In our discussions of the mathematical models, we have mostly used the language of population genetics, but the results obtained are more widely relevant. As the evolutionary paradigm becomes even more widely applied, there may be other areas in which analogies can be drawn. It is interesting to know how neutral processes turned out to have greater importance in all three areas we discussed. At the very least, neutral theories can be thought of as null models, against which data and other models can be compared. Most textbooks in population genetics begin their discussion of genetic drift with the Wright–Fisher model, although for physicists the use of non-overlapping generations and a ‘time’ measured in number of generations will not appear so natural. The Moran model, which has exactly the same limit when the number of genes becomes large, is far more familiar, resembling a birth/death process where a death is immediately followed by a birth. In addition, the continuous time limit may easily be taken, leading to a master equation of a kind well known in statistical physics.
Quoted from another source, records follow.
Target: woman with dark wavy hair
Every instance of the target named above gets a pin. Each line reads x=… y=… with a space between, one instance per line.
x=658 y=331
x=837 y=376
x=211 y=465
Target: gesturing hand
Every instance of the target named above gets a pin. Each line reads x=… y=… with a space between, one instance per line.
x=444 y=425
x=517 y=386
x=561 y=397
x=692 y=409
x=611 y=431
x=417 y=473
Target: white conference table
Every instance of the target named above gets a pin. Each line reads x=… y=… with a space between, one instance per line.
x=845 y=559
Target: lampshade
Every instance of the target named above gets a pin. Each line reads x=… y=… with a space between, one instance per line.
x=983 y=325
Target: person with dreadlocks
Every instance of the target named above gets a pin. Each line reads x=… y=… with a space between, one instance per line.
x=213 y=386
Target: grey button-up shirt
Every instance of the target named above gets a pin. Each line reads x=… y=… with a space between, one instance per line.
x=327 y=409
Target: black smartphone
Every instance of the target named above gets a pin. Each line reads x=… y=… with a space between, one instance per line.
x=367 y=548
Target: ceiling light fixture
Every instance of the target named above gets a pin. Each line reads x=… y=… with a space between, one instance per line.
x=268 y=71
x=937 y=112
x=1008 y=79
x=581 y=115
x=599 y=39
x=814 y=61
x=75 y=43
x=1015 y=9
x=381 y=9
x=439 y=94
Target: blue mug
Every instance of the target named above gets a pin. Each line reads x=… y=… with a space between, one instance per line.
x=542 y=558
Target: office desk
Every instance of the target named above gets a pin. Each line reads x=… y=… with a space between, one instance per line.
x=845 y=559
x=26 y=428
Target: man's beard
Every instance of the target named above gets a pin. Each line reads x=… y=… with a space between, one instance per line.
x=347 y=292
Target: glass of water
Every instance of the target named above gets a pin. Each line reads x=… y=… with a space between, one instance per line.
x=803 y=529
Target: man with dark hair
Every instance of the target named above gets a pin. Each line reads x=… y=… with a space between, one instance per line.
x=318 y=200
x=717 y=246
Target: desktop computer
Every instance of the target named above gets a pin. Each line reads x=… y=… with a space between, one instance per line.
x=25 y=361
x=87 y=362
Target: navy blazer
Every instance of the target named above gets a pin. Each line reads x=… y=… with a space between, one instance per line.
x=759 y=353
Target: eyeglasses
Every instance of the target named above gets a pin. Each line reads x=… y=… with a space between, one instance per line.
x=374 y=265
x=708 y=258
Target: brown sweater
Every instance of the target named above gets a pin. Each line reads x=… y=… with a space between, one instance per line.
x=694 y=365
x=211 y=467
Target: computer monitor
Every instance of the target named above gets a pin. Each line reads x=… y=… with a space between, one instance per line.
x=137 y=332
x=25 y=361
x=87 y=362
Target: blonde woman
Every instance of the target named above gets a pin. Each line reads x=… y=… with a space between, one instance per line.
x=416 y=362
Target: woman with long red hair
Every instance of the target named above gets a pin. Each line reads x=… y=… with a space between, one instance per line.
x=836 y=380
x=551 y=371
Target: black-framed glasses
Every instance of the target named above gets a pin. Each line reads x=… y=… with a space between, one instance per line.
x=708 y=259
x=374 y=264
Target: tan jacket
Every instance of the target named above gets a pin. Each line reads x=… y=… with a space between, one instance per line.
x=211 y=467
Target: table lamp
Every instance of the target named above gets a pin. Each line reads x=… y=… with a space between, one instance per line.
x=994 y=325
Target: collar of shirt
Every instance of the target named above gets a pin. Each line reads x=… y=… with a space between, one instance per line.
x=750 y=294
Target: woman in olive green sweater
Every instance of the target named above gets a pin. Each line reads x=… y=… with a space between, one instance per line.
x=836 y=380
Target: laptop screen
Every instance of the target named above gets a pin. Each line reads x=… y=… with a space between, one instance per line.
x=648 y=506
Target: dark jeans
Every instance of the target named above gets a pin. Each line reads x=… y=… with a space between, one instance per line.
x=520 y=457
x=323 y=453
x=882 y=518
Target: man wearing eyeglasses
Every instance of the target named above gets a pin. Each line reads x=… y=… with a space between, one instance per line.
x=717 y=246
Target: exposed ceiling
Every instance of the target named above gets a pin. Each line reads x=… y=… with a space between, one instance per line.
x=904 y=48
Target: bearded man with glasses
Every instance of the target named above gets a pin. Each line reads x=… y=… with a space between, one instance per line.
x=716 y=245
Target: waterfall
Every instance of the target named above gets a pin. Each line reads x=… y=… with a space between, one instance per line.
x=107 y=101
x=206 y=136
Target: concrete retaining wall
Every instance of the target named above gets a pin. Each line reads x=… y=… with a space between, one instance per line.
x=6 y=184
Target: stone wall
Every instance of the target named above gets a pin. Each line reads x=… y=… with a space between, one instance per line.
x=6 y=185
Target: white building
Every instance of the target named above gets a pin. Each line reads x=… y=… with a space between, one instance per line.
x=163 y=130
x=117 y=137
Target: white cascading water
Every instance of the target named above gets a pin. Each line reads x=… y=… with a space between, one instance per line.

In genetics, ecology or language, just as in physics, reality cannot be described by ideal models; there will be a multitude of ways in which real systems deviate from the ideal models created by scientists when they ﬁrst enter a ﬁeld. One of the methods that have been devised by population geneticists to deal with this will be very familiar to physicists. This is to characterize a non-ideal system by a few parameters, which will hopefully, if chosen correctly, capture the essence of the system. It may be that a simple model can then be utilized, but with these parameters built in. An example is the effective population size, N, discussed in the literature, which reﬂected how the non-ideal nature of the system changes the effective value of N: the effective size of the real population being the number of individuals in the ideal population which gave the same magnitude for the quantity of interest. The reason of our interest is not just the mathematical elegance of these models, but with the availability of massive amount of sequencing data. We actually can use these models (or advanced models incorporating variable population size, mutation effect etc., to solve and answer real questions in molecular biology. The stochastic evolution of a DNA segment that experiences recombination is a complex process; so many analyses are based on simulations. The aim of this paper is to give an account of useful analytical results in population genetics, together with their proofs.